“man showing photo of him” by Kyle Glenn on Unsplash

How I reverse-engineered Facebook’s face tagging


The other day after obviously watching too much of Black Mirror I was wondering how hard it would be to be able to point your mobile phone camera onto someone and identify this person by their Facebook profile.

Turned out: super-easy. As a matter of fact, Facebook already has this system in place: it’s called photo tagging. Every time you upload a photo to Facebook, it tags it with profiles it was able to recognize using their machine learning algorithms, which are shockingly accurate.

So I figured, if only there was a way for me to tap into those photo tagging APIs, I would be able to fulfill my master plan.


First thing I thought of was uploading images to Facebook, potentially to a private album or so that I could keep them unpublished like when you have photo preview before publishing a status update.

I started to look into Facebook Graph API, but it turned out that Facebook has recently removed public_actions permission that would allow to upload photos to Facebook. Great, now I have to reverse-engineer it!

Reverse-engineering photo uploading

At this point I considered the following vectors of attack: native mobile apps and mobile webapps (https://m.facebook.com and https://mbasic.facebook.com).

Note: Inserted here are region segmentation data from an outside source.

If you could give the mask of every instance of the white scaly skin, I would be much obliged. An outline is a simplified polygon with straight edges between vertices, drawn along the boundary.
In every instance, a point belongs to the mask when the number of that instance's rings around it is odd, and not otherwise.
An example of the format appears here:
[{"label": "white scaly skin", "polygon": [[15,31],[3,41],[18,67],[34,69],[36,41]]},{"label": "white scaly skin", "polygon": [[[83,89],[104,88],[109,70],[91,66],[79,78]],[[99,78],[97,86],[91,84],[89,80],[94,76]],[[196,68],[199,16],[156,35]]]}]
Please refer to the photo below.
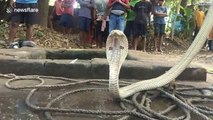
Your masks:
[{"label": "white scaly skin", "polygon": [[[185,68],[190,64],[193,58],[201,50],[212,27],[213,27],[213,1],[211,3],[211,6],[208,10],[208,14],[197,37],[195,38],[194,42],[191,44],[189,49],[186,51],[182,59],[175,66],[173,66],[169,71],[167,71],[165,74],[157,78],[143,80],[122,88],[119,88],[118,77],[121,65],[124,62],[128,52],[128,42],[127,38],[121,31],[118,30],[112,31],[108,36],[106,43],[107,60],[110,66],[109,91],[112,93],[114,98],[122,99],[129,97],[139,91],[155,89],[170,83],[185,70]],[[113,42],[118,40],[120,42]],[[118,46],[123,46],[124,49],[121,50],[119,49]]]},{"label": "white scaly skin", "polygon": [[119,98],[118,79],[121,65],[128,53],[128,41],[123,32],[113,30],[108,36],[106,46],[108,46],[106,53],[109,62],[109,91],[113,97]]}]

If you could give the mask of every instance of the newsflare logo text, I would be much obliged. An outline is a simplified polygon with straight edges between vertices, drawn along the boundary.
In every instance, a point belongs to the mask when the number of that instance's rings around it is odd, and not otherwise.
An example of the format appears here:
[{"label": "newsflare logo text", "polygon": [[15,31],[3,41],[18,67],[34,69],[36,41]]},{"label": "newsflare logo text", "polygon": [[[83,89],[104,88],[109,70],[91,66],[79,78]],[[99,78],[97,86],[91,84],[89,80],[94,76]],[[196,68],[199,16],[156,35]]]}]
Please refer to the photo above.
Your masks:
[{"label": "newsflare logo text", "polygon": [[38,8],[11,8],[11,7],[8,7],[7,9],[6,9],[6,12],[7,13],[12,13],[12,12],[32,12],[32,13],[37,13],[39,10],[38,10]]}]

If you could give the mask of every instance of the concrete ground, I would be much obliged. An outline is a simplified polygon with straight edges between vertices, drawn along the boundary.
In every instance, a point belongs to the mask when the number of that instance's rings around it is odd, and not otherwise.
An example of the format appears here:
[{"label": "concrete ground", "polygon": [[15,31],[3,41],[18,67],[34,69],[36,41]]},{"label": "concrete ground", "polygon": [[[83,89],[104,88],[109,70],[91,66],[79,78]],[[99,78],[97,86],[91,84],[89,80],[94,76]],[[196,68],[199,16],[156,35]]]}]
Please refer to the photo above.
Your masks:
[{"label": "concrete ground", "polygon": [[[50,50],[54,51],[54,50]],[[100,51],[102,53],[103,51]],[[69,52],[68,52],[69,53]],[[70,64],[72,59],[47,59],[46,49],[40,48],[21,48],[21,49],[2,49],[0,50],[0,73],[16,73],[18,75],[47,75],[47,76],[62,76],[75,79],[91,79],[103,78],[107,79],[108,67],[107,61],[104,58],[95,58],[92,60],[77,60],[75,66]],[[121,79],[127,81],[131,77],[135,81],[140,79],[149,79],[163,74],[170,67],[172,67],[181,58],[181,55],[165,55],[165,54],[147,54],[143,52],[130,51],[129,57],[121,70]],[[195,58],[196,59],[196,58]],[[203,60],[193,60],[188,71],[179,76],[178,83],[185,85],[192,85],[196,87],[208,87],[213,84],[213,75],[207,74],[206,70],[211,68],[212,63],[204,62]],[[144,68],[143,68],[144,67]],[[85,69],[86,68],[86,69]],[[142,69],[143,68],[143,69]],[[72,70],[75,70],[73,72]],[[140,69],[142,69],[140,71]],[[129,71],[128,71],[129,70]],[[131,73],[131,71],[137,71]],[[61,72],[60,72],[61,71]],[[146,72],[144,72],[146,71]],[[152,74],[149,74],[150,71]],[[63,73],[64,72],[64,73]],[[89,72],[89,74],[87,73]],[[194,74],[193,74],[194,73]],[[79,77],[80,76],[80,77]],[[194,77],[195,76],[195,77]],[[195,79],[196,78],[196,79]],[[30,90],[11,90],[5,87],[7,79],[0,77],[0,119],[1,120],[45,120],[43,112],[31,111],[25,105],[25,98]],[[62,81],[53,79],[45,79],[46,84],[57,84]],[[13,85],[26,86],[36,85],[35,81],[18,81]],[[88,85],[75,86],[74,88],[63,89],[44,89],[39,91],[33,97],[33,103],[45,106],[51,99],[76,88],[95,87]],[[106,86],[107,88],[107,86]],[[95,94],[94,94],[95,93]],[[73,95],[61,103],[61,107],[74,107],[86,109],[100,109],[100,110],[120,110],[118,103],[113,102],[107,92],[94,93],[86,92]],[[89,96],[89,97],[88,97]],[[119,117],[107,117],[100,115],[57,115],[56,120],[114,120]],[[130,118],[137,120],[137,118]],[[193,120],[196,120],[193,118]],[[199,119],[198,119],[199,120]]]}]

I was leaning towards web apps, as I didn’t want to bother with SSL pinning, I also wanted to avoid dealing with Javascript, so I ended up with mbasic.facebook.com which is just static web pages.

So I pulled out Chrome Network Monitor and started to analyze HTTP requests occuring when uploading a photo.

It turned out that the whole process is just a bunch of HTML forms with hidden inputs, including the login.

Most important thing I had to keep in mind was that I had to use the same HTTP session to preserve the cookies and load pages in the natural order to make sure the cookies are properly set, as well as to scrape hidden inputs to be able to submit forms.

I used the classic Python requests library, as I usually do for those basic scraping jobs.

First, I needed my script to login using my Facebook credentials, this is essentially as POST to https://mbasic.facebook.com/login.php

If login is successful, the session would have c_user cookie set which contains Facebook user id.

After that, you need to submit a form mbasic_inline_feed_composer id, here you need to submit the following hidden inputs: fb_dtsg,privacyx, and jazoest.

feed_composer

After submitting this form you’ll get to a preview page on the screenshot above where you can upload up to 3 images.

This part was a bit tricky, since it’s a POST with multipart/form-data where the parts of MIME structure are separated by a boundary, which is basically a random string prefixed by — — WebKitFormBoundary.

After a bit of going back and forth and stumbling upon this awesome library to do multipart data encoding I was able to get to the final step of the upload process.

Now, at this point I have a photo_id which uniquely identifies a photo uploaded to Facebook, even though it hasn’t been published yet.

photo_id

Tapping into Facebook photo tagging API

It turned out that to query tagging API with mbasic.facebook.com you’d have to proceed all the way until the finish and actually submit a post with a photo which would show up in your Facebook wall. So make sure you have Share with: Only Me in your post settings:

Once the sharing scope is set it would stay the same for all consecutive posts.

After yet another form submission you’d get redirected to the photo tagging page https://mbasic.facebook.com/photos/xtag_faces. At this point Facebook already leveraged its face recognition and hopefully you’d have you photo tagged.

At this point you need to grab your published status id, so that you can remove the Facebook story containing the photos to cover your tracks.

The final result is here: https://gist.github.com/nderkach/45d37827e25d38f606c99865c6491d0f

Caveats

Since I originally intended to leverage photo tagging in a mobile app, I wanted to deploy the script and access it through an API endpoint: POST and image and get a facebook id of a user on the image.

Once I built a simple API with Flask and deployed it to Heroku, I tried to query my API and… got my Facebook account locked. Turned out Facebook doesn’t like when you randomly access the site from different IPs.

I considered my options when it comes to getting a static IP on Heroku and couldn’t find a single add-on which allow me to have a _single_ static IP. Potential business opportunity I hear?

So I went ahead and deployed my own Proxy on an AWS EC2 instance, and voila! As long as you access your Facebook account from the same IP you should be fine.

Moving forward

I was able to achieve about 7 seconds response time for my API calls: from uploading a photo to getting a Facebook id of the user on the photo. That’s including a random 1 second sleep for who know what reason (trust me, it was needed).

Moving forward I could optimize the script by not having to login and create a new HTTP session every time I want a photo tagged. This would shave off a couple of seconds.

I could also research more complicated alternatives m.facebook.com and mobile app APIs. Mobile app APIs are particularly promising as I would likely have better API stability since the changes in mobile app interfaces are less frequent compared to web pages due to the difference in deployment cycles.